ペレルマン氏「自分の証明正しければ賞不要」

2006年08月22日23時09分

 スペイン主要紙エルパイスは22日、米誌ニューヨーカーがペレルマン氏に行ったインタビュー内容を報じた。その中で同氏はフィールズ賞を断った理由を「自分の証明が正しければ賞は必要ない」と説明。現在の数学界や、有名になって注目される境遇に嫌気がさした気持ちを吐露した。

 ペレルマン氏は昨年12月、サンクトペテルブルクステクロフ数学研究所を辞めた後は研究の世界から姿を消し、他の研究者との連絡もほとんど絶っていた。

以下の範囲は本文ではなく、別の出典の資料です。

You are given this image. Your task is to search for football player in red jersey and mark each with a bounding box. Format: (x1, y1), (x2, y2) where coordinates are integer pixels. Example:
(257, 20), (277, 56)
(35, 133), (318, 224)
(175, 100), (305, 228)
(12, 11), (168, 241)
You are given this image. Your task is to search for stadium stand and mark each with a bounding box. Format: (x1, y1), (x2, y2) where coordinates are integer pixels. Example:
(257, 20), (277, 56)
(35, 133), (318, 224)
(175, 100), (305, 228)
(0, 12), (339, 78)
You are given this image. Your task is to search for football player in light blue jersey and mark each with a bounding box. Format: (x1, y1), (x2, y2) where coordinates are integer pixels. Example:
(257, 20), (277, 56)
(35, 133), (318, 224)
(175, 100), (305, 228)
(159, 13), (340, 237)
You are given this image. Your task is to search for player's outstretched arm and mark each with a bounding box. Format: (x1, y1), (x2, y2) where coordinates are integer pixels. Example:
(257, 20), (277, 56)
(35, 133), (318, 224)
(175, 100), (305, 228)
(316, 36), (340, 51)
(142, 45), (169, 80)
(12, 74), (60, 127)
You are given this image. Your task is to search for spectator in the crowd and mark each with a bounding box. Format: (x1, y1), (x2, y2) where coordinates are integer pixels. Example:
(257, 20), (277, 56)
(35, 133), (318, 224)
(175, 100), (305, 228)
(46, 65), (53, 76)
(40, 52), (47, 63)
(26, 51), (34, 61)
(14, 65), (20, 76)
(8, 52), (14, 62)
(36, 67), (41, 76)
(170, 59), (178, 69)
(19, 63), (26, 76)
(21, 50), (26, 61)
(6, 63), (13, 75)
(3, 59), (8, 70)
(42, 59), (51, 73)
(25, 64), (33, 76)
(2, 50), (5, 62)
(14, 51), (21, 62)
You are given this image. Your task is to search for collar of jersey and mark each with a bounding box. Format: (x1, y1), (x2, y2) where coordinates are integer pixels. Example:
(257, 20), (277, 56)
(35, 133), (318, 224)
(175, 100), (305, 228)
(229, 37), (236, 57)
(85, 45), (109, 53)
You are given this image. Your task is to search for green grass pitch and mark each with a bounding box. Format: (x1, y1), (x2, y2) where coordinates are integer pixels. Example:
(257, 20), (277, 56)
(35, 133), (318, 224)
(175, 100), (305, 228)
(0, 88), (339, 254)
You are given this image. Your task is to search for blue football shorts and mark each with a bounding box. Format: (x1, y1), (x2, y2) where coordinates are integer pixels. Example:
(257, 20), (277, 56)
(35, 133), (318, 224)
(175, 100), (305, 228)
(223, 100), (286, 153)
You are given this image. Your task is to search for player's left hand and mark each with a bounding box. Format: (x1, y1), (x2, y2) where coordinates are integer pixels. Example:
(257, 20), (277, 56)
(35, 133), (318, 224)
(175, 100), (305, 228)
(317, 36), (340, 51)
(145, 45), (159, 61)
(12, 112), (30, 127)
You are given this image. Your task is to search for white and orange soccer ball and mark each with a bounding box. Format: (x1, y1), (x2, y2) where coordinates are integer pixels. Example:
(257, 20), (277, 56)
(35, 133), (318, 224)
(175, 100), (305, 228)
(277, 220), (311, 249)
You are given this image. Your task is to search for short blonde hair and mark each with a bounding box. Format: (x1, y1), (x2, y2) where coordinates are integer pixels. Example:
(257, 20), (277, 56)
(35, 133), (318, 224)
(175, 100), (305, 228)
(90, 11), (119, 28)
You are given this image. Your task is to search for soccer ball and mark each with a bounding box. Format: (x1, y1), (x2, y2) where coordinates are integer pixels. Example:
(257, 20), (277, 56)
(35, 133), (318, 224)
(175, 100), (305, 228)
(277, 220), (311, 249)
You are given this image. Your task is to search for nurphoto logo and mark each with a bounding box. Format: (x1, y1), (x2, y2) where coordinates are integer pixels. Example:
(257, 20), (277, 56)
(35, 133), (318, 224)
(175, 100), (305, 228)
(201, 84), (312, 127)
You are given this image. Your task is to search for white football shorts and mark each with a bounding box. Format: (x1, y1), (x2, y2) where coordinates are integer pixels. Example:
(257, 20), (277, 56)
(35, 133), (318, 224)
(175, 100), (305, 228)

 「私は数学界から引退した。もうプロの数学者ではない」と言明。その理由として、「有名でなかった頃は(数学者の職業について)何を言っても大丈夫だったが、有名になると何も言えなくなってしまう。だから数学を離れざるをえなかった」などと述べた。

 同氏が論文を発表した後、それに基づき他の数学者が発表した論文に対し「自分にはどんな新しい貢献なのかはっきりしない」と不快感を表明。自分の研究を土台にした業績合戦が繰り広げられる状況になじめない気持ちを示唆した。

 同氏は現在無職で、サンクトペテルブルクの郊外で母親と生活。わずかな貯金と元数学教師の母親の年金だけが生活の糧で、「(授賞式が開かれる)マドリードに行く費用もない」という。